Isabel Casariego Bober '04

I graduated from Dartmouth in 2004 with a modified Sociology major. My sociology classes initially got me interested in issues around race and gender, and modifying let me bring in classes from departments like Psychology, Government, Women's Studies, Education, and Public Policy. Although I worked in sales and marketing for Procter & Gamble initially, I took a leap after one year and started working in higher ed. Since then I've worked in undergraduate admissions at Tufts and now Dartmouth. I've been able to travel extensively domestically and internationally and run programs all the way from tour guides to implementing non-cognitive assessment measures into the application review process. In between Tufts and Dartmouth I got my master's degree in higher education at the Harvard Graduate School of Education. My coursework at Dartmouth but specifically in sociology absolutely informs my day-to-day work, thinking about structural elements that act as barriers into education, group dynamics and how they play out (for example on a college campus, or within an undergraduate class), and how to analyze information while acknowledging biases. Most of all it's the curiosity and probing that my professors encouraged that have helped me to become a better professional in this field.

Jamie Kennedy '04

I modified my Sociology degree with Education, and now I teach 6th grade math at a Title I school in Lithia Springs, GA. As a result of my studies at Dartmouth, I am much more equipped to understand what my students experience at home and am able to support them better in the classroom. For example, an unfocused student could just be a hungry student. An aggressive student could be transferring feelings about how his/her parents engage in certain vices at home. An unkempt child could be... well, neglected.

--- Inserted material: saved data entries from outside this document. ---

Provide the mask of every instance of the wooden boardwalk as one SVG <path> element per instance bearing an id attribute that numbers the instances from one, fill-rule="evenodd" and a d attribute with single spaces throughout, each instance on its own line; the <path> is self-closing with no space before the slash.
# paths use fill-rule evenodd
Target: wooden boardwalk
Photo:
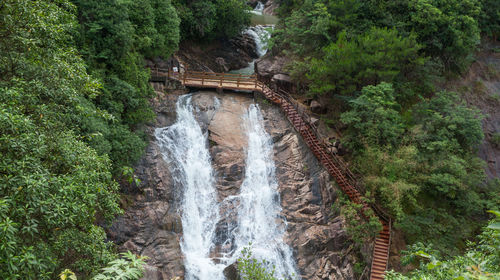
<path id="1" fill-rule="evenodd" d="M 342 191 L 351 201 L 363 205 L 363 215 L 372 208 L 380 219 L 382 231 L 380 231 L 375 238 L 370 279 L 384 279 L 389 261 L 391 220 L 378 208 L 373 205 L 368 205 L 362 199 L 362 192 L 360 191 L 360 187 L 356 184 L 353 173 L 339 157 L 330 153 L 328 148 L 323 145 L 315 125 L 311 122 L 310 116 L 303 110 L 300 110 L 298 102 L 284 91 L 274 91 L 270 89 L 267 85 L 258 81 L 257 77 L 254 75 L 209 72 L 185 72 L 179 74 L 168 71 L 153 71 L 153 81 L 162 81 L 163 79 L 166 81 L 166 79 L 169 78 L 176 79 L 187 87 L 257 91 L 262 93 L 268 100 L 278 104 L 290 123 L 294 126 L 295 130 L 302 135 L 302 138 L 313 154 L 328 170 Z"/>

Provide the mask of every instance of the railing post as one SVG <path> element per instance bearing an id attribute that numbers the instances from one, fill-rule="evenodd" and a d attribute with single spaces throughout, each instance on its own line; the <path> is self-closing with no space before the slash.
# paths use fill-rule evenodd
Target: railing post
<path id="1" fill-rule="evenodd" d="M 224 79 L 224 73 L 220 76 L 219 86 L 222 88 L 222 80 Z"/>
<path id="2" fill-rule="evenodd" d="M 183 77 L 182 77 L 182 83 L 185 85 L 186 84 L 186 75 L 187 75 L 187 71 L 184 71 L 184 74 L 183 74 Z"/>
<path id="3" fill-rule="evenodd" d="M 241 73 L 240 75 L 238 76 L 238 80 L 236 80 L 236 87 L 239 88 L 240 87 L 240 79 L 241 79 Z"/>

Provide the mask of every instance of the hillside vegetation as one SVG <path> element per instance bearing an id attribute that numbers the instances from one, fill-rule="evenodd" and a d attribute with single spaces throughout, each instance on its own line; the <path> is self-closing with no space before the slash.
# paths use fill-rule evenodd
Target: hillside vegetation
<path id="1" fill-rule="evenodd" d="M 214 26 L 207 34 L 233 35 L 248 20 L 240 1 L 204 3 L 217 8 L 196 16 Z M 191 36 L 184 12 L 196 7 L 174 4 L 0 2 L 1 279 L 140 277 L 142 260 L 119 259 L 97 221 L 122 212 L 117 182 L 134 181 L 146 146 L 144 58 L 168 58 Z"/>
<path id="2" fill-rule="evenodd" d="M 462 253 L 498 210 L 500 183 L 477 157 L 484 116 L 440 85 L 500 35 L 500 2 L 279 2 L 272 53 L 290 58 L 302 94 L 327 100 L 368 199 L 407 244 Z"/>

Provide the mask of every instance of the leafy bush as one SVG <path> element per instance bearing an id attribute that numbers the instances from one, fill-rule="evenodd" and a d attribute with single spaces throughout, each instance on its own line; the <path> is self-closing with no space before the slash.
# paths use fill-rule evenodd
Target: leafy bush
<path id="1" fill-rule="evenodd" d="M 277 280 L 274 270 L 268 271 L 266 260 L 259 261 L 252 258 L 251 244 L 241 251 L 242 256 L 238 258 L 238 274 L 243 280 Z"/>
<path id="2" fill-rule="evenodd" d="M 138 280 L 142 277 L 146 257 L 138 257 L 130 252 L 122 253 L 123 258 L 110 261 L 101 273 L 92 277 L 92 280 Z M 61 280 L 77 280 L 76 274 L 65 269 L 59 274 Z"/>
<path id="3" fill-rule="evenodd" d="M 361 95 L 349 103 L 351 110 L 343 113 L 341 120 L 349 126 L 345 142 L 351 149 L 399 143 L 404 126 L 391 84 L 366 86 Z"/>
<path id="4" fill-rule="evenodd" d="M 315 93 L 353 94 L 365 85 L 392 82 L 421 66 L 415 37 L 402 38 L 396 30 L 373 28 L 348 39 L 345 32 L 328 45 L 324 56 L 311 61 L 307 78 Z"/>
<path id="5" fill-rule="evenodd" d="M 496 0 L 479 0 L 481 13 L 479 27 L 487 36 L 497 38 L 500 35 L 500 3 Z"/>
<path id="6" fill-rule="evenodd" d="M 405 262 L 420 260 L 420 267 L 408 275 L 394 271 L 386 279 L 498 279 L 500 277 L 500 212 L 492 211 L 497 216 L 478 236 L 478 243 L 469 243 L 465 254 L 448 260 L 440 260 L 422 243 L 412 246 L 407 252 Z M 431 251 L 431 252 L 429 252 Z"/>

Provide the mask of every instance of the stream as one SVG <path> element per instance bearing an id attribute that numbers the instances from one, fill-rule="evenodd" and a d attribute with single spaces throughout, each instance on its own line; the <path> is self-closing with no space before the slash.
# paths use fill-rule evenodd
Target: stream
<path id="1" fill-rule="evenodd" d="M 267 41 L 271 38 L 271 31 L 278 22 L 278 18 L 272 15 L 263 15 L 264 4 L 258 2 L 252 11 L 252 26 L 248 27 L 243 33 L 246 33 L 255 41 L 257 55 L 262 57 L 267 53 Z M 251 61 L 247 67 L 232 70 L 229 73 L 251 75 L 255 71 L 255 60 Z"/>

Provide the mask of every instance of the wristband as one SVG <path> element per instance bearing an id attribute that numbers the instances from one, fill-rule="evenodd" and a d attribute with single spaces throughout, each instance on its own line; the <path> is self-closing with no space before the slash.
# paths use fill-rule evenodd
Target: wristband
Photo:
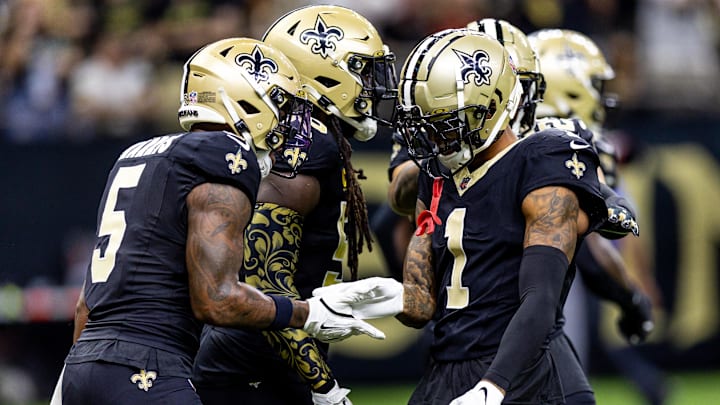
<path id="1" fill-rule="evenodd" d="M 290 326 L 293 313 L 292 300 L 282 295 L 269 295 L 275 301 L 275 319 L 266 330 L 280 330 Z"/>

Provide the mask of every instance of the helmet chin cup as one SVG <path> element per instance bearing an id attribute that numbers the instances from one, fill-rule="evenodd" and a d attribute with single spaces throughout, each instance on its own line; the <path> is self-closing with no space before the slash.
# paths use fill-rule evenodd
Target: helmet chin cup
<path id="1" fill-rule="evenodd" d="M 364 118 L 359 122 L 355 120 L 353 121 L 357 124 L 353 125 L 355 127 L 353 138 L 360 142 L 367 142 L 375 137 L 375 134 L 377 133 L 377 121 L 372 118 Z"/>
<path id="2" fill-rule="evenodd" d="M 438 161 L 448 168 L 453 174 L 465 167 L 472 160 L 473 153 L 467 145 L 463 145 L 459 151 L 448 155 L 438 155 Z"/>
<path id="3" fill-rule="evenodd" d="M 260 167 L 260 177 L 264 179 L 270 174 L 273 166 L 270 151 L 257 150 L 255 154 L 257 156 L 258 166 Z"/>

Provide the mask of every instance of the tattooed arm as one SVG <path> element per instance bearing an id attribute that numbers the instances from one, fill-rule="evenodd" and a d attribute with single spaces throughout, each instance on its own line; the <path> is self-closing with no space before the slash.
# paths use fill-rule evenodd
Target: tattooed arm
<path id="1" fill-rule="evenodd" d="M 577 238 L 587 231 L 588 217 L 577 196 L 565 187 L 543 187 L 529 193 L 522 203 L 525 242 L 560 249 L 572 260 Z"/>
<path id="2" fill-rule="evenodd" d="M 273 300 L 240 283 L 245 227 L 251 205 L 239 189 L 204 183 L 187 197 L 186 263 L 190 303 L 195 316 L 209 324 L 266 328 L 275 317 Z M 292 327 L 302 328 L 307 303 L 293 301 Z"/>
<path id="3" fill-rule="evenodd" d="M 392 172 L 388 187 L 390 207 L 400 215 L 412 216 L 418 194 L 420 168 L 412 160 L 401 163 Z"/>
<path id="4" fill-rule="evenodd" d="M 418 200 L 415 215 L 425 210 L 425 204 Z M 422 328 L 433 317 L 437 298 L 431 235 L 413 234 L 405 255 L 403 268 L 403 312 L 396 318 L 403 324 Z"/>
<path id="5" fill-rule="evenodd" d="M 483 380 L 507 390 L 513 379 L 538 355 L 555 323 L 558 303 L 578 235 L 587 216 L 577 196 L 564 187 L 543 187 L 522 203 L 525 239 L 519 269 L 520 306 Z"/>

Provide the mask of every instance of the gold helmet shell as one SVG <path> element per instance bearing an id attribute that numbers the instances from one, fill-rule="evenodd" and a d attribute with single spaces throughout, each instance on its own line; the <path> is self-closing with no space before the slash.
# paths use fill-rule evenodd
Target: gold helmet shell
<path id="1" fill-rule="evenodd" d="M 185 63 L 178 119 L 186 131 L 227 124 L 249 133 L 256 149 L 271 150 L 283 145 L 287 134 L 275 129 L 302 98 L 300 74 L 280 51 L 251 38 L 223 39 Z"/>
<path id="2" fill-rule="evenodd" d="M 443 155 L 457 152 L 456 161 L 445 165 L 463 167 L 507 128 L 521 93 L 510 54 L 494 38 L 467 29 L 428 36 L 400 73 L 398 121 L 406 136 L 416 138 L 408 139 L 409 152 L 438 156 L 443 164 Z M 425 136 L 430 142 L 417 139 Z M 423 144 L 437 148 L 423 152 Z"/>
<path id="3" fill-rule="evenodd" d="M 605 121 L 604 83 L 615 77 L 600 48 L 585 34 L 543 29 L 528 35 L 547 88 L 537 116 L 579 118 L 593 131 Z"/>
<path id="4" fill-rule="evenodd" d="M 483 18 L 471 21 L 467 28 L 497 39 L 510 53 L 523 86 L 523 101 L 511 123 L 519 135 L 528 133 L 535 123 L 535 109 L 545 91 L 540 59 L 524 32 L 505 20 Z"/>
<path id="5" fill-rule="evenodd" d="M 317 106 L 341 118 L 379 119 L 380 100 L 395 100 L 395 55 L 362 15 L 341 6 L 295 9 L 277 19 L 263 41 L 295 64 Z M 330 107 L 329 107 L 330 106 Z"/>

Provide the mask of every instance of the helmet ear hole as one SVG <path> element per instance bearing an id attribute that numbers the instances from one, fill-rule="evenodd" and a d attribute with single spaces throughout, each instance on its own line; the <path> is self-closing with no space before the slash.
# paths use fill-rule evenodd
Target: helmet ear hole
<path id="1" fill-rule="evenodd" d="M 237 103 L 240 106 L 240 108 L 242 108 L 243 111 L 245 111 L 245 114 L 251 115 L 251 114 L 259 114 L 260 113 L 260 110 L 258 110 L 254 105 L 248 103 L 245 100 L 239 100 Z"/>
<path id="2" fill-rule="evenodd" d="M 326 76 L 317 76 L 315 77 L 315 81 L 322 84 L 326 89 L 331 89 L 340 84 L 339 81 Z"/>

By putting God first, connecting with my students and putting into place various systems to support them, I consistently have obtained large academic gains from my students. I have built a brand of excellence, "Kennedy's Kids," at the school and in the district and have been spotlighted by the superintendent twice. In 2012 I won the Georgia Council of Teachers of Mathematics' Teacher of Promise award (basically, the rookie math teacher of the year for the state of Georgia)!

I strive to extend my impact on the school, the county, and eventually, the state. With the training that Dartmouth provided me, I believe I can do it. Thank you, Dartmouth!